Tuesday, 3 July 2007

A Question of Science, and Ethics

An interesting news story that I read today ran with the almost gratuitous headline "Girl could give birth to sibling". Incest isn't the order of the day, rather we have a seven year old girl who has a genetic disorder which could (that's right, could) mean that she is infertile. Her mother wants her to lead as normal a life as possible, and to that end has made arrangements for some of her own eggs to be frozen so that if one day she decides to try to have children there are some eggs available which she can use for IVF if she chooses to (that's right, if she chooses to).

Thus, any resulting child would technically be the girl's half-sister.

Some ethics committees think that this is venturing into dangerous territory, and you can understand why in some ways. How should such a child be viewed? The girl's sister or her daughter? The mother's child or her grandchild? What will the child feel? What sense of identity will she have?

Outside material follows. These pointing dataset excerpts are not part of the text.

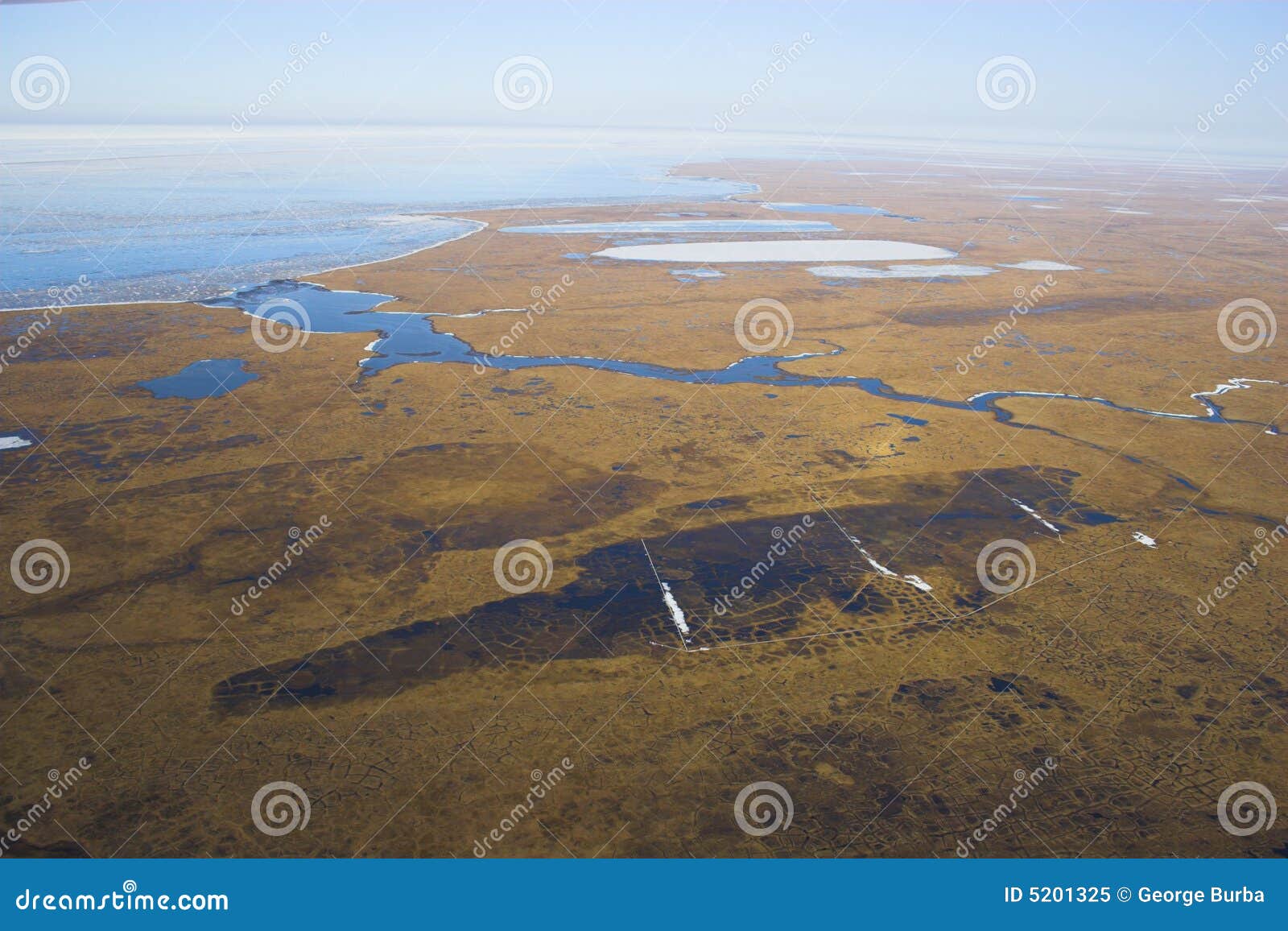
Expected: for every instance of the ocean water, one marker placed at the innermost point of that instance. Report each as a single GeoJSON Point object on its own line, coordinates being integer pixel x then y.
{"type": "Point", "coordinates": [178, 214]}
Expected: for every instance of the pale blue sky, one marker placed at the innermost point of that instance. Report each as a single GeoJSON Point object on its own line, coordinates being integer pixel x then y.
{"type": "Point", "coordinates": [1137, 75]}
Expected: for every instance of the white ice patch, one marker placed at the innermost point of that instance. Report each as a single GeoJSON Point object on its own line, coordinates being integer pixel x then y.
{"type": "Point", "coordinates": [914, 581]}
{"type": "Point", "coordinates": [474, 313]}
{"type": "Point", "coordinates": [778, 250]}
{"type": "Point", "coordinates": [901, 271]}
{"type": "Point", "coordinates": [1032, 514]}
{"type": "Point", "coordinates": [676, 611]}
{"type": "Point", "coordinates": [1042, 266]}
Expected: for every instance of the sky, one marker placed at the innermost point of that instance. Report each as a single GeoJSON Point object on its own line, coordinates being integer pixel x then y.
{"type": "Point", "coordinates": [1127, 75]}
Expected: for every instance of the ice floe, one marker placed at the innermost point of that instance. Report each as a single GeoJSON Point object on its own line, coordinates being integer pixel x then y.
{"type": "Point", "coordinates": [1042, 266]}
{"type": "Point", "coordinates": [673, 226]}
{"type": "Point", "coordinates": [914, 581]}
{"type": "Point", "coordinates": [778, 250]}
{"type": "Point", "coordinates": [901, 271]}
{"type": "Point", "coordinates": [676, 611]}
{"type": "Point", "coordinates": [1032, 514]}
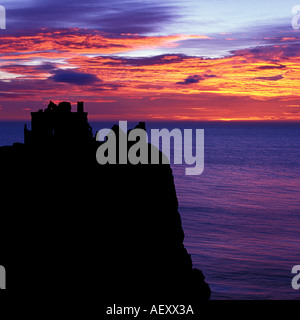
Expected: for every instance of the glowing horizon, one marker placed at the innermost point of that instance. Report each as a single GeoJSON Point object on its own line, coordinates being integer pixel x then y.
{"type": "Point", "coordinates": [152, 67]}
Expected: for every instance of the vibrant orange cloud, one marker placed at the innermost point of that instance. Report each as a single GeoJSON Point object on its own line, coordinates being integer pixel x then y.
{"type": "Point", "coordinates": [250, 84]}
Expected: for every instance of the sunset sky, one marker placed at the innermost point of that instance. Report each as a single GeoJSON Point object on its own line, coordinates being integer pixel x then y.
{"type": "Point", "coordinates": [152, 59]}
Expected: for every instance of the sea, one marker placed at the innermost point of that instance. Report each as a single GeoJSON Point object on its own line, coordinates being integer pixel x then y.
{"type": "Point", "coordinates": [241, 216]}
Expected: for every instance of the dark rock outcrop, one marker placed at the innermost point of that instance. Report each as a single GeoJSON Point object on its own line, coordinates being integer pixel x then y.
{"type": "Point", "coordinates": [114, 231]}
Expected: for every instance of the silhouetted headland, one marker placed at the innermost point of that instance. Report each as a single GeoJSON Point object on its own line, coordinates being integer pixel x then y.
{"type": "Point", "coordinates": [73, 224]}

These are all important questions to be sure, and interesting ones, but aren't we forgetting the most important point: Aren't all these questions a bit premature? The fertility clinic that will store the eggs has already weighed the arguments on some of these issues and decided to store the eggs, so why is there a huge debate about it still?

Once again people point to science allowing "unnatural" situations, but is it so unnatural to want your children to have a family? We are not talking about a science fiction mad scientist, we are talking about a mother's love for her daughter.

What this all boils down to, surely, is that one day (years from now) if the daughter is infertile and if she decides to try to have a child then her mother has donated some eggs that she could use if she chooses, or she could simply use some other donor eggs. Those are three quite big ifs to be honest: it is possible that she could conceive naturally (Turner syndrome does not mean she will definitely be infertile, and despite some comments on a BBC forum it does not guarantee that she will have profound learning difficulties either); perhaps the daughter will decide that she doesn't want a family at all; maybe the daughter will decide to adopt in order to have a family.

Family. I think that is the most important thing here. The mother has made this provision, after much deliberation herself, because she loves her daughter and is thinking about her future happiness. There are other options if the girl one day wants to have a family, this is just one of them.